Dante acabara de se livrar do pecado da acídia (s.f. Gr. akedia – Em Teologia: Um fastio espiritual que a alma tem para o exercício das obras virtuosas, especialmente para as causas do culto divino e comunicação com Deus – sintoma frequente entre frades moços nos mosteiros da idade média).
Livre do encanto Dante se lança, como um falcão, ele diz no poema, em direção ao quinto giro do Purgatório.

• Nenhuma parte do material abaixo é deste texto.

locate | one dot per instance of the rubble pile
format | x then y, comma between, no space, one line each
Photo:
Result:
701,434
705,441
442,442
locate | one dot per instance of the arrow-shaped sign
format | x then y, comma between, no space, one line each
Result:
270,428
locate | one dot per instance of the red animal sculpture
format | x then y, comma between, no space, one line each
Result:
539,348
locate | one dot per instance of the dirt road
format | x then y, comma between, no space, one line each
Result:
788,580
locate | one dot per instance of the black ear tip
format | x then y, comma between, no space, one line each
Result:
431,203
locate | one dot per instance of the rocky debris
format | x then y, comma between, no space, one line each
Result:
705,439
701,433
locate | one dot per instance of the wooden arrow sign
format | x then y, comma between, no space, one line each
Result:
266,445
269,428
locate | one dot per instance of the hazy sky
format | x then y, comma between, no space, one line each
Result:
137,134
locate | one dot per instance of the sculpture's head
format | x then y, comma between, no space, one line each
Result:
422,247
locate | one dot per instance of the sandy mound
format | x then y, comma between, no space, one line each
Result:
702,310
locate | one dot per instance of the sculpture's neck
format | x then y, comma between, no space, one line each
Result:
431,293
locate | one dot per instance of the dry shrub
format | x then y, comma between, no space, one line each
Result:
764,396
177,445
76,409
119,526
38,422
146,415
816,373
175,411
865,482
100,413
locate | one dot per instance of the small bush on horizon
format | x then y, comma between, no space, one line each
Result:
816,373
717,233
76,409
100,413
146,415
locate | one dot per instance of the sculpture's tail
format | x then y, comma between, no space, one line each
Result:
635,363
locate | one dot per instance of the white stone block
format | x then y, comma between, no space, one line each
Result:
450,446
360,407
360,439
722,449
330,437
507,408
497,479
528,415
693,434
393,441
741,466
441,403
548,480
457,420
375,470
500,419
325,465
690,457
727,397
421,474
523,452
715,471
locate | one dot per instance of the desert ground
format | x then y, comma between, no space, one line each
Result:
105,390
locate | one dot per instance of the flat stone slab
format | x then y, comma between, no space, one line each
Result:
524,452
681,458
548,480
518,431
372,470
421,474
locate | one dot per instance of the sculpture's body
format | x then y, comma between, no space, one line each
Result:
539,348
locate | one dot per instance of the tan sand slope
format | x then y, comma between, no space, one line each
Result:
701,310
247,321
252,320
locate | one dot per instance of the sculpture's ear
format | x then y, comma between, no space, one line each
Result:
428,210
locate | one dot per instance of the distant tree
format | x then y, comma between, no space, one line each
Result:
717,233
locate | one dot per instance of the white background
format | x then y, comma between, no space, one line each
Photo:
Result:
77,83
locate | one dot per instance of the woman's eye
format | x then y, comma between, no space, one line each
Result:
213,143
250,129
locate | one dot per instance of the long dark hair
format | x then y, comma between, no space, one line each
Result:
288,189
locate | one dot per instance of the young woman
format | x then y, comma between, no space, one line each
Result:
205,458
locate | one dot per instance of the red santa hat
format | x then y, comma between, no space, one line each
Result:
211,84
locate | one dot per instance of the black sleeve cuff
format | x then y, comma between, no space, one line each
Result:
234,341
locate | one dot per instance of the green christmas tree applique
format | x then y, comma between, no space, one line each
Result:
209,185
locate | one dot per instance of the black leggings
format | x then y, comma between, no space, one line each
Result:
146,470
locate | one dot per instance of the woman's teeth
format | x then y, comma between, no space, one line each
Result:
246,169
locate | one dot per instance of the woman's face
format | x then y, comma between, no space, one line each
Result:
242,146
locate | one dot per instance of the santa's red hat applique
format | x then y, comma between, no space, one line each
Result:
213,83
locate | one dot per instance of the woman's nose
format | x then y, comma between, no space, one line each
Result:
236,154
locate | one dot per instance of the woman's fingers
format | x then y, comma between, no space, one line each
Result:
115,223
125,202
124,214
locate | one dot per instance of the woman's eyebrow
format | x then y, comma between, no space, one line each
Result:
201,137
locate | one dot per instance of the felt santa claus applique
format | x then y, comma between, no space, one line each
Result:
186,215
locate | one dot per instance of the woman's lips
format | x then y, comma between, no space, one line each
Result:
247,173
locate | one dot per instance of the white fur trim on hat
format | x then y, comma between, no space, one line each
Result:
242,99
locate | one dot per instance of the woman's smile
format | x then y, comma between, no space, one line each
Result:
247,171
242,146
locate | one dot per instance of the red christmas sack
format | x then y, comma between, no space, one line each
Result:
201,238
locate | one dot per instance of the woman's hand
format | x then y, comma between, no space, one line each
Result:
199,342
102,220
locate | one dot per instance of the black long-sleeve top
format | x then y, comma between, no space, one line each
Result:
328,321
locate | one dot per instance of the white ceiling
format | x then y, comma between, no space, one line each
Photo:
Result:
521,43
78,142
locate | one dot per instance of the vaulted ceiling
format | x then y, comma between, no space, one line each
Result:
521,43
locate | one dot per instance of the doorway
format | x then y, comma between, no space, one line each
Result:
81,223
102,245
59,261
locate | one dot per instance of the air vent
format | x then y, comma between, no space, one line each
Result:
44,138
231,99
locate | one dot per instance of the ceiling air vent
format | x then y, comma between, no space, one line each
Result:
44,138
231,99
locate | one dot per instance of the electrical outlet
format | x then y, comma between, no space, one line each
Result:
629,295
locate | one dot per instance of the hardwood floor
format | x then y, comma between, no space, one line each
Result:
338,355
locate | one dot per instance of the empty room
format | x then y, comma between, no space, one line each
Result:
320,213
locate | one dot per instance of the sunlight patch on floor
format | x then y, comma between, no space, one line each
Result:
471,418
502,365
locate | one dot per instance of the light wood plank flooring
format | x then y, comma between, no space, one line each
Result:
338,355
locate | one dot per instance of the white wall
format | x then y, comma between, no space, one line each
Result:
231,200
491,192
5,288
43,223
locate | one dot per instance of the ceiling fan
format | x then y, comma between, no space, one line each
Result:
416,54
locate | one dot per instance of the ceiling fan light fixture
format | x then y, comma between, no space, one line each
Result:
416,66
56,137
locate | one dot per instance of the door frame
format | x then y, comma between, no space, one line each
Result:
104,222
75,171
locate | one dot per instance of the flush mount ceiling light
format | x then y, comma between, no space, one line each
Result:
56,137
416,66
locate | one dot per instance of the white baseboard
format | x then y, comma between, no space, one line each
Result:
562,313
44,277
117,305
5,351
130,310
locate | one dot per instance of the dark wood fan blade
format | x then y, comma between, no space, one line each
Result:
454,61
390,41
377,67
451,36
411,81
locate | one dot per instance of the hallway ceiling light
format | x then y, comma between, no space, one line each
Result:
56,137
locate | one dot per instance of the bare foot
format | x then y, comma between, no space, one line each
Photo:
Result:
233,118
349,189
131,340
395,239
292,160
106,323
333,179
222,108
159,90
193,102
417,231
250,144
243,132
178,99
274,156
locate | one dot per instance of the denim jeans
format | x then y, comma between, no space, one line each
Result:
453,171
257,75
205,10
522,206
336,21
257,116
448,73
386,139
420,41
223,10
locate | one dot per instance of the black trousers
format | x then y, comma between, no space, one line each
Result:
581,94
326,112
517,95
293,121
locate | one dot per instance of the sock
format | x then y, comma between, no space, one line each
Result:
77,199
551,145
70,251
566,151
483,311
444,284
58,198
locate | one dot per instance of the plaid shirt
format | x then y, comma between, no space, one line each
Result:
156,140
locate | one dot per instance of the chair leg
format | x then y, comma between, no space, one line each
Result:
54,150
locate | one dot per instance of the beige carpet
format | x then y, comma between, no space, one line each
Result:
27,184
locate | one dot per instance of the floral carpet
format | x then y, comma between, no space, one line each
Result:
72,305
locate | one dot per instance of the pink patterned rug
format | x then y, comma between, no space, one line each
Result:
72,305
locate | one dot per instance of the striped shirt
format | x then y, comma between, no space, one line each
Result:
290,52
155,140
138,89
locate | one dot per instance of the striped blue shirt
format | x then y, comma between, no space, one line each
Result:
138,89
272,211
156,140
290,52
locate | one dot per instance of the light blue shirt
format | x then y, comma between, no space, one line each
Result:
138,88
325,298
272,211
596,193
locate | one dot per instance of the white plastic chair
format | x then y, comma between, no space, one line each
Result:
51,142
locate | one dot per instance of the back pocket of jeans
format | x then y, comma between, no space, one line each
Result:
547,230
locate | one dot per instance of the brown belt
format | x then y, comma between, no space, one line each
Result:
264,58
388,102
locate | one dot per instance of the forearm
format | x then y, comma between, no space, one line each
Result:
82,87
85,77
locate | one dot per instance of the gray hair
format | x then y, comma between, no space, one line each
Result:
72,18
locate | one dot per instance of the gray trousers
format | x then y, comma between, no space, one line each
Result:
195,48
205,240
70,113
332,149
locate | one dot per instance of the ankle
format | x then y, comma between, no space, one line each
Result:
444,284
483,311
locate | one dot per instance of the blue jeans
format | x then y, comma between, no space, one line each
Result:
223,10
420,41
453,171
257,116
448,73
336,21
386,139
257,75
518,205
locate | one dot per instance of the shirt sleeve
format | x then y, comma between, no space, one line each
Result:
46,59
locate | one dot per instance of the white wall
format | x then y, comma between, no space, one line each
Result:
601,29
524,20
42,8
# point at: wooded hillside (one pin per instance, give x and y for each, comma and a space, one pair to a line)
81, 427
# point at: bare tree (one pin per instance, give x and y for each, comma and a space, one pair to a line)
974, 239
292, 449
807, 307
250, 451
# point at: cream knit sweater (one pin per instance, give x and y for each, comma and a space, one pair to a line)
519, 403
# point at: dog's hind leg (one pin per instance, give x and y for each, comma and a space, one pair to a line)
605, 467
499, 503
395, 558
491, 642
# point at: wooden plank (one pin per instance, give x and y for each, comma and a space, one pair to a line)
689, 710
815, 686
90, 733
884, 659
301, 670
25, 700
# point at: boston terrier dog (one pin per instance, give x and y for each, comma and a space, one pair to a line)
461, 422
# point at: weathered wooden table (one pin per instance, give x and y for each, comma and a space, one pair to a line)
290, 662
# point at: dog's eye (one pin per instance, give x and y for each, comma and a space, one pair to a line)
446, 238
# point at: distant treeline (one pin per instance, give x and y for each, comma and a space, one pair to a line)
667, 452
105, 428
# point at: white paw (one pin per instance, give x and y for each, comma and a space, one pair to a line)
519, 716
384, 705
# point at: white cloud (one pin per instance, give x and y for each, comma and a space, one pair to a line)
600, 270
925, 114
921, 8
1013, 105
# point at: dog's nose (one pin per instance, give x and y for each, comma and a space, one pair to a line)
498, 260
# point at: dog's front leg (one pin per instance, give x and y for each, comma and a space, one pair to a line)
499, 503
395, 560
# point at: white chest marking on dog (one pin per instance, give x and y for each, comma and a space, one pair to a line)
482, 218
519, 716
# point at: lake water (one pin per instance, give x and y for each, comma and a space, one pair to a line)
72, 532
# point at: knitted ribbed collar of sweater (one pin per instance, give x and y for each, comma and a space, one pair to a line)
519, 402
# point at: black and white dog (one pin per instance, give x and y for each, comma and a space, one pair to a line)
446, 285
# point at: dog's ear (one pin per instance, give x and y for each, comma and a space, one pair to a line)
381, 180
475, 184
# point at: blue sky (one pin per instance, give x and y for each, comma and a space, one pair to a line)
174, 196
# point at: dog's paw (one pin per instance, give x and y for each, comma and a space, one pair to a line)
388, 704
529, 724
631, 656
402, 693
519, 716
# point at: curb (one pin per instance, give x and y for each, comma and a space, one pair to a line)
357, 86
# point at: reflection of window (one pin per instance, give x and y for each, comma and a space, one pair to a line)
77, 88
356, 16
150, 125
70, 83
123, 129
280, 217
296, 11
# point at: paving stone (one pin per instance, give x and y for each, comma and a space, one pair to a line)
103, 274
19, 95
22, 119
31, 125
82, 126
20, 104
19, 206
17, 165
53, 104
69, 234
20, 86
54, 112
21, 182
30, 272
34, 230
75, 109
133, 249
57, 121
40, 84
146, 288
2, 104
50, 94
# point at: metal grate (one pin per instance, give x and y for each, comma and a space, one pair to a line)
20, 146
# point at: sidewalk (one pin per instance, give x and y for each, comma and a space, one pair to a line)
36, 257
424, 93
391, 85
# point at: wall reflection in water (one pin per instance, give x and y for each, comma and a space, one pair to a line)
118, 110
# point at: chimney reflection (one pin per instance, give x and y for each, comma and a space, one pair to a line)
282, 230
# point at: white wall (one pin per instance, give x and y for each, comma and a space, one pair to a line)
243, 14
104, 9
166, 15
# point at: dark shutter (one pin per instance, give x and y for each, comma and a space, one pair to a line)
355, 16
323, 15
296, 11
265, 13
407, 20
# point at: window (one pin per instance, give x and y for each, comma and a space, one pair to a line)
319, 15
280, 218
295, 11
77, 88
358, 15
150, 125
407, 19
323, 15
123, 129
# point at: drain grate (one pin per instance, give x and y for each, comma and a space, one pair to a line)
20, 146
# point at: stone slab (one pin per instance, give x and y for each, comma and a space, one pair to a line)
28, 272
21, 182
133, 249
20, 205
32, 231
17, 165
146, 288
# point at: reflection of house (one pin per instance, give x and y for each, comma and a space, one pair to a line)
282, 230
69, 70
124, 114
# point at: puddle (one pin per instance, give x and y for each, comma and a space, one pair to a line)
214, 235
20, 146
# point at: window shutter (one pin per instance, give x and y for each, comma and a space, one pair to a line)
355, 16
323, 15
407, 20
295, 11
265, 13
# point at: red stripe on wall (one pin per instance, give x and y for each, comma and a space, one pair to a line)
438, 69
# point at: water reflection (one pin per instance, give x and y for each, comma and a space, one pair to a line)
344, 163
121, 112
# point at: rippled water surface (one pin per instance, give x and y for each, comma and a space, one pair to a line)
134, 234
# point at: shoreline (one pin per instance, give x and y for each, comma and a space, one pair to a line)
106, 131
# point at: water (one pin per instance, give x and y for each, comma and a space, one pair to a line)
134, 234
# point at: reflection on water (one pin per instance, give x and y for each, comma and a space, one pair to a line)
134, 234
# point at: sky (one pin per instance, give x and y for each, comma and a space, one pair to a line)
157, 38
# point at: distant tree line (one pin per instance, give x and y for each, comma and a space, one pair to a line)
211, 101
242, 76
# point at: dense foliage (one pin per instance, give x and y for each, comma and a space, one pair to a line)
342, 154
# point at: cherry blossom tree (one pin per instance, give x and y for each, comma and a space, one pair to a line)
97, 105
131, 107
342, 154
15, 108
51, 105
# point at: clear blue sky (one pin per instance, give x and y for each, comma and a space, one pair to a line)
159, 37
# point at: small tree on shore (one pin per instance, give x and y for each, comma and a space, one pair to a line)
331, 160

Lá chegando percebe as almas deitadas de bruços com os olhos presos ao chão – são os avarentos, aqueles que se inclinaram exclusivamente aos prazeres materiais. “Anima mea adhesit pavimento” (Versos de Davi: Minha alma voltou-se para o chão) soluçavam, ali, à voz sentida, de que mal se colhia entendimento.” Lá, deitado e com os olhos colados ao chão, estava o Papa Adriano de Lavagna V (cujo papado durou 38 dias), que aponta a Dante a saída pela direita e pede-lhe que avise a sua sobrinha, ainda viva, para que ore por ele, abreviando-lhe as agruras do purgatório rumo à salvação.
No Canto XX, ainda no quinto terraço, entre os avarentos estendidos no solo, o poeta vê Hugo Capeto, que origina uma das linhagens dos reis de França e que lhe conta a história de sua dinastia e faz vaticínios. Repentinamente um abalo sísmico, seguido de um enorme grito em coro e em uníssono – “Gloria a Deus” – sacode o monte do Purgatório deixando Dante curioso e assustado, afinal o chão tremera sob seus pés.